Les consignes officielles recommandent de se mettre à l’abri dans un bâtiment en dur lorsque cela est indiqué, de rester informé et de suivre les instructions des secours, de la mairie ou de la préfecture. La voiture ne doit pas être considérée comme un abri sûr, sauf situation particulière où l’on est déjà sur la route et où il faut chercher un endroit dégagé ou suivre les consignes des secours.

Fermer volets, fenêtres et aérations

Si le feu approche et que les consignes reçues indiquent de rester à l’abri, il faut limiter l’entrée des fumées, des flammèches et des brandons dans le bâtiment. Les volets, portes et fenêtres doivent être fermés. Les aérations, bouches de ventilation, trappes, bas de porte et ouvertures sensibles doivent être obturés autant que possible.
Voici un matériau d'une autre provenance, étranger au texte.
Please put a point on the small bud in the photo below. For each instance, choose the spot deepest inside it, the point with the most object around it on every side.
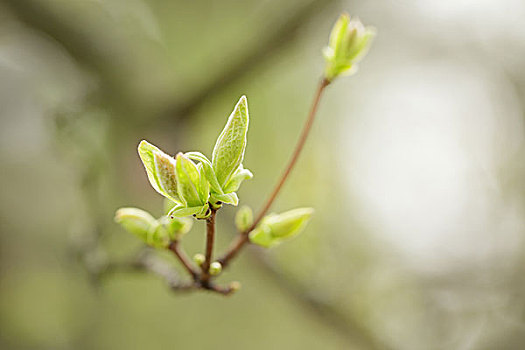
(215, 268)
(244, 218)
(199, 259)
(235, 286)
(349, 43)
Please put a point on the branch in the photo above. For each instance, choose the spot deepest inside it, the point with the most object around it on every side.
(243, 237)
(183, 258)
(210, 237)
(148, 262)
(281, 35)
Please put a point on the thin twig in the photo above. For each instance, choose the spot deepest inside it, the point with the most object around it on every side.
(210, 237)
(181, 255)
(243, 237)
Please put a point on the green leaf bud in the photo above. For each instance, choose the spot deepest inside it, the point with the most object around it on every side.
(176, 227)
(275, 228)
(238, 177)
(189, 182)
(154, 159)
(349, 42)
(136, 221)
(215, 268)
(199, 259)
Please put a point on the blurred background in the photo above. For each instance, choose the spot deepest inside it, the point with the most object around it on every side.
(415, 169)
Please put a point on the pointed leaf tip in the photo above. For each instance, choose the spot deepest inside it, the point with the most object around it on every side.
(228, 152)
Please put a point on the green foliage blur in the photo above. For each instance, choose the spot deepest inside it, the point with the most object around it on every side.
(414, 169)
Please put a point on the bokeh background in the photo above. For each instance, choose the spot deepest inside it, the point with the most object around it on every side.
(415, 169)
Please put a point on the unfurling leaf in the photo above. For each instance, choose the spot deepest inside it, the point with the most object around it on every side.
(208, 170)
(275, 228)
(153, 159)
(238, 177)
(136, 221)
(176, 227)
(244, 218)
(229, 149)
(189, 183)
(349, 42)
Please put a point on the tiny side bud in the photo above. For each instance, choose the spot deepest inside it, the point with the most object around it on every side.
(199, 259)
(215, 268)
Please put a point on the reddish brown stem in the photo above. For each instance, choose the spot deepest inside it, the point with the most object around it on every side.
(181, 255)
(210, 238)
(243, 237)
Lorsque cela peut être fait sans danger, les volets, portes, fenêtres et abords immédiats peuvent être arrosés avant le passage du feu. Un tuyau d’arrosage rentré à l’abri peut aussi être utile après le passage du feu pour traiter d’éventuelles braises résiduelles. L’objectif n’est pas de rester dehors pour lutter contre l’incendie, mais de limiter les points d’entrée du feu et des fumées tout en restant protégé.

Il est également recommandé de se protéger des fumées, par exemple en se couvrant le nez et la bouche avec un linge humide. Là encore, ces gestes doivent être réalisés dans une logique de mise en sécurité, pas d’exposition volontaire au danger.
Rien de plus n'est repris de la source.